Mirassol vive ápice na Libertadores em meio a turbulência na temporada
Estreia inédita na Copa Libertadores contrasta com desempenho adverso no cenário nacional.
Momento histórico ofuscado por realidade desafiadora
O Mirassol faz história ao estrear na Copa Libertadores da América nesta quarta-feira, às 19h (horário de Brasília), contra o Lanús, da Argentina. A inédita participação no torneio continental é o ápice de um 2025 memorável, quando o clube alcançou o quarto lugar no Campeonato Brasileiro, sua melhor campanha na elite do futebol nacional. No entanto, o momento atual contrasta drasticamente com a euforia da conquista, pois a temporada de 2026 tem sido marcada por obstáculos e resultados decepcionantes.

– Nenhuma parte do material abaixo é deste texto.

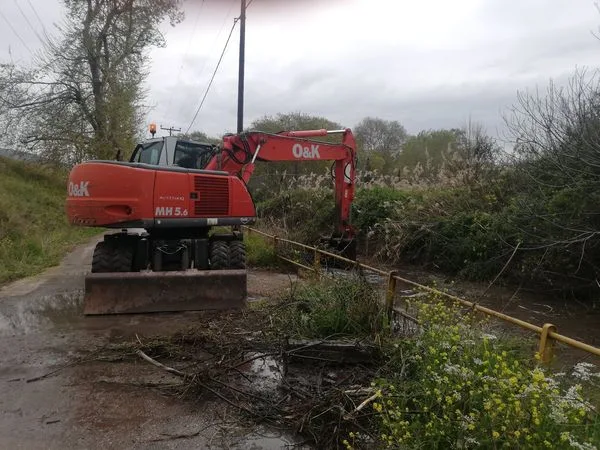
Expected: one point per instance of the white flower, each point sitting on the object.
(471, 441)
(582, 371)
(580, 446)
(452, 369)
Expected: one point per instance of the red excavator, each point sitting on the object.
(171, 202)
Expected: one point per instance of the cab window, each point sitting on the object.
(191, 155)
(148, 153)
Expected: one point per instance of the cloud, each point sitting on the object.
(429, 64)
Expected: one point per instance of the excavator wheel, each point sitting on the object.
(219, 255)
(109, 257)
(237, 255)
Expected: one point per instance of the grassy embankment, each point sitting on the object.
(34, 233)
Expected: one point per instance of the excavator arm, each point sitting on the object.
(240, 153)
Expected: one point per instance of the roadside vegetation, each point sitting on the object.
(34, 233)
(523, 212)
(321, 360)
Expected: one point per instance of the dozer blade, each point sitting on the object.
(143, 292)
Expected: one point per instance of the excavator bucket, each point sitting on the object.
(144, 292)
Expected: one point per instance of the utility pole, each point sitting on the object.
(240, 127)
(170, 129)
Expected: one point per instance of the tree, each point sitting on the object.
(556, 159)
(379, 135)
(473, 156)
(82, 97)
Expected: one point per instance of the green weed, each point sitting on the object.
(260, 252)
(34, 233)
(332, 306)
(462, 388)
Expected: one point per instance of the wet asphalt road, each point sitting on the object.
(97, 404)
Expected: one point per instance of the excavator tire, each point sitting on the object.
(122, 259)
(237, 255)
(111, 258)
(219, 255)
(102, 258)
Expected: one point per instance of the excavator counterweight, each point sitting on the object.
(169, 205)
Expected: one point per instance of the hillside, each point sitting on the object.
(34, 233)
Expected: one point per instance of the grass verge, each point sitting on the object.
(34, 233)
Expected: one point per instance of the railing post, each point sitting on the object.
(317, 262)
(546, 350)
(390, 295)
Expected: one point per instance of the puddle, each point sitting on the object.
(265, 372)
(263, 439)
(24, 316)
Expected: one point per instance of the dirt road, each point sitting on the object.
(99, 404)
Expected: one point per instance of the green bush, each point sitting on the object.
(459, 387)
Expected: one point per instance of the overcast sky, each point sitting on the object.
(427, 63)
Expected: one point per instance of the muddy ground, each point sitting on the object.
(90, 403)
(55, 392)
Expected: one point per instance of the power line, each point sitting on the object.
(28, 22)
(37, 16)
(168, 109)
(213, 75)
(15, 31)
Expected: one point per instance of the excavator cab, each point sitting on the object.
(178, 206)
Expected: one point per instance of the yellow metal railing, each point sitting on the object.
(547, 332)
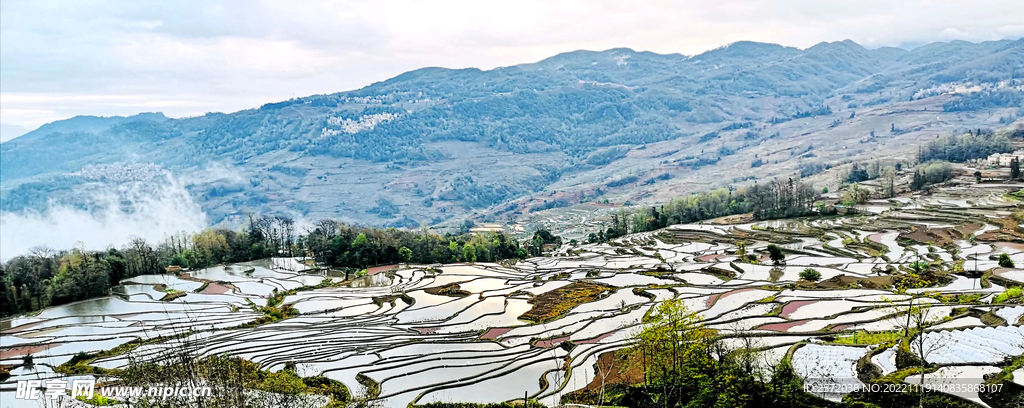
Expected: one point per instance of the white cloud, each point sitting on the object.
(152, 211)
(194, 56)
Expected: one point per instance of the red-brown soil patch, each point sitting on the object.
(551, 304)
(792, 307)
(616, 369)
(552, 341)
(215, 288)
(938, 237)
(495, 332)
(376, 270)
(713, 298)
(783, 326)
(597, 339)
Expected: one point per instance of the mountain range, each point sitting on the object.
(439, 145)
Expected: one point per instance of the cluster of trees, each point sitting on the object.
(339, 245)
(685, 364)
(776, 199)
(46, 277)
(962, 148)
(931, 173)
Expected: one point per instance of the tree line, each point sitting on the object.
(46, 277)
(775, 199)
(962, 148)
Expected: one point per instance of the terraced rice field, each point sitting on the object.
(420, 347)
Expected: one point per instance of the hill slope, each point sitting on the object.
(436, 144)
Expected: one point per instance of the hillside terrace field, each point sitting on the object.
(421, 344)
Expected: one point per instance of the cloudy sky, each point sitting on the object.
(188, 57)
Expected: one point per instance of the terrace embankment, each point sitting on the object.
(452, 289)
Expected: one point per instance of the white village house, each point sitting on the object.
(1004, 159)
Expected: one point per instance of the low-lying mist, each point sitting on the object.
(117, 212)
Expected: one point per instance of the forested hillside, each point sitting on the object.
(435, 144)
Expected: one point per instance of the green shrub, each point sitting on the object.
(1006, 261)
(810, 274)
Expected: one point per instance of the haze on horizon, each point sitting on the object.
(185, 58)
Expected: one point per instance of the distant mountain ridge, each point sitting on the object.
(437, 144)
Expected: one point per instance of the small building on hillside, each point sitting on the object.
(487, 228)
(1004, 159)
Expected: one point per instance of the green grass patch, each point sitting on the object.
(868, 337)
(1013, 293)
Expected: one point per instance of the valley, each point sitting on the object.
(403, 340)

Queda de rendimento e desmanche da equipe campeã
A temporada começou com tropeços significativos. No Campeonato Paulista, o Mirassol sequer avançou para a fase de mata-mata, terminando na 11ª colocação. No Brasileirão, a situação é ainda mais crítica, com o time amargando a lanterna após nove jogos, somando apenas seis pontos. A campanha inclui uma vitória, três empates e cinco derrotas, com o Vasco sendo o único adversário batido até o momento. A equipe ainda tem um jogo atrasado contra o Flamengo. O desempenho em casa, outrora um trunfo com 22 jogos invicto em 2025, também sofreu um revés, com duas derrotas consecutivas por 1 a 0 em 2026. Para agravar o cenário, o clube perdeu jogadores importantes que brilharam na temporada passada: Danielzinho e Lucas Ramon foram para o São Paulo, e Gabriel se transferiu para o Sporting Cristal, do Peru. O lateral Reinaldo, artilheiro no ano passado, não repete o desempenho, e o principal reforço, Tiquinho Soares, ainda não marcou gols em cinco partidas.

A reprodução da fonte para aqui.